UFO: Unlocking Ultra-Efficient Quantized Private Inference with Protocol and Algorithm Co-Optimization
- URL: http://arxiv.org/abs/2602.18758v1
- Date: Sat, 21 Feb 2026 08:45:05 GMT
- Title: UFO: Unlocking Ultra-Efficient Quantized Private Inference with Protocol and Algorithm Co-Optimization
- Authors: Wenxuan Zeng, Chao Yang, Tianshi Xu, Bo Zhang, Changrui Ren, Jin Dong, Meng Li,
- Abstract summary: Private convolutional neural network (CNN) inference suffers from high communication and latency overhead.<n>We propose UFO, a quantized 2PC inference framework that jointly optimize the 2PC protocols and quantization algorithm.<n>With extensive experiments, UFO demonstrates 11.7x, 3.6x, and 6.3x communication reduction with 1.29%, 1.16%, and 1.29% higher accuracy compared to state-of-the-art frameworks SiRNN, COINN, and CoPriv, respectively.

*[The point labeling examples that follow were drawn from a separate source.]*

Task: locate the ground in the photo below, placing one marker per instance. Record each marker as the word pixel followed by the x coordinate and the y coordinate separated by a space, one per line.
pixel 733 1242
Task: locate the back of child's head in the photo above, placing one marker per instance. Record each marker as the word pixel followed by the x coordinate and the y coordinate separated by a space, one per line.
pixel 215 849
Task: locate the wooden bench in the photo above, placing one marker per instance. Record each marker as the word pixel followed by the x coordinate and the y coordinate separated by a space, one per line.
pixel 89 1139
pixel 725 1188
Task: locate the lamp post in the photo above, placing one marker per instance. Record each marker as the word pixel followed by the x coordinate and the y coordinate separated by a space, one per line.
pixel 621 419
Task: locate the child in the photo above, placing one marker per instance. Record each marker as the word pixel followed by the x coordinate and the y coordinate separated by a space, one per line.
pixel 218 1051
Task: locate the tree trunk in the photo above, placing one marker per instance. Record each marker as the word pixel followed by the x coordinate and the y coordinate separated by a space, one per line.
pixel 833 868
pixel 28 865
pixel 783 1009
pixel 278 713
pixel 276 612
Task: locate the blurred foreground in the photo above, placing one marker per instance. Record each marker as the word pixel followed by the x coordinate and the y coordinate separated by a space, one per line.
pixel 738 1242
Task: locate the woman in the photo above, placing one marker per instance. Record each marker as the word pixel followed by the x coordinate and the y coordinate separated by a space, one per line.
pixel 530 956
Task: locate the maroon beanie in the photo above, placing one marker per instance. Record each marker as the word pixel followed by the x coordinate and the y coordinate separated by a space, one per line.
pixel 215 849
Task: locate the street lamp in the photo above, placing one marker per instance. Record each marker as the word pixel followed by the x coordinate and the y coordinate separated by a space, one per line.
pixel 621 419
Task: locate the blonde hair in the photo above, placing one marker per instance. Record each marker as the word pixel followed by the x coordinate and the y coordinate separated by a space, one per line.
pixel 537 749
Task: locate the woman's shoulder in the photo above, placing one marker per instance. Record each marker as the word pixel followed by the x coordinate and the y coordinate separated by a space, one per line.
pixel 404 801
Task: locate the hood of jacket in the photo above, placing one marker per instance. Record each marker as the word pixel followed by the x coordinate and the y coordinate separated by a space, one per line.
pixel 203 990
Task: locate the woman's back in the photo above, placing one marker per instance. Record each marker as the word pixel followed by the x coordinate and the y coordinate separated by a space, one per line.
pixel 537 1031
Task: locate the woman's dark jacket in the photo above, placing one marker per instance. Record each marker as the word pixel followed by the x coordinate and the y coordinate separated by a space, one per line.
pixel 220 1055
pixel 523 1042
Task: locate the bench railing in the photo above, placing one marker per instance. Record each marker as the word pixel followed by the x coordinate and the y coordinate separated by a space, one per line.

- Score: 10.528544664165127
- License: http://arxiv.org/licenses/nonexclusive-distrib/1.0/
- Abstract: Private convolutional neural network (CNN) inference based on secure two-party computation (2PC) suffers from high communication and latency overhead, especially from convolution layers. In this paper, we propose UFO, a quantized 2PC inference framework that jointly optimizes the 2PC protocols and quantization algorithm. UFO features a novel 2PC protocol that systematically combines the efficient Winograd convolution algorithm with quantization to improve inference efficiency. However, we observe that naively combining quantization and Winograd convolution faces the following challenges: 1) From the inference perspective, Winograd transformations introduce extensive additions and require frequent bit width conversions to avoid inference overflow, leading to non-negligible communication overhead; 2) From the training perspective, Winograd transformations introduce weight outliers that make quantization-aware training (QAT) difficult, resulting in inferior model accuracy. To address these challenges, we co-optimize both protocol and algorithm. 1) At the protocol level, we propose a series of graph-level optimizations for 2PC inference to minimize the communication. 2) At the algorithm level, we develop a mixed-precision QAT algorithm based on layer sensitivity to optimize model accuracy given communication constraints. To accommodate the outliers, we further introduce a 2PC-friendly bit re-weighting algorithm to increase the representation range without explicitly increasing bit widths. With extensive experiments, UFO demonstrates 11.7x, 3.6x, and 6.3x communication reduction with 1.29%, 1.16%, and 1.29% higher accuracy compared to state-of-the-art frameworks SiRNN, COINN, and CoPriv, respectively.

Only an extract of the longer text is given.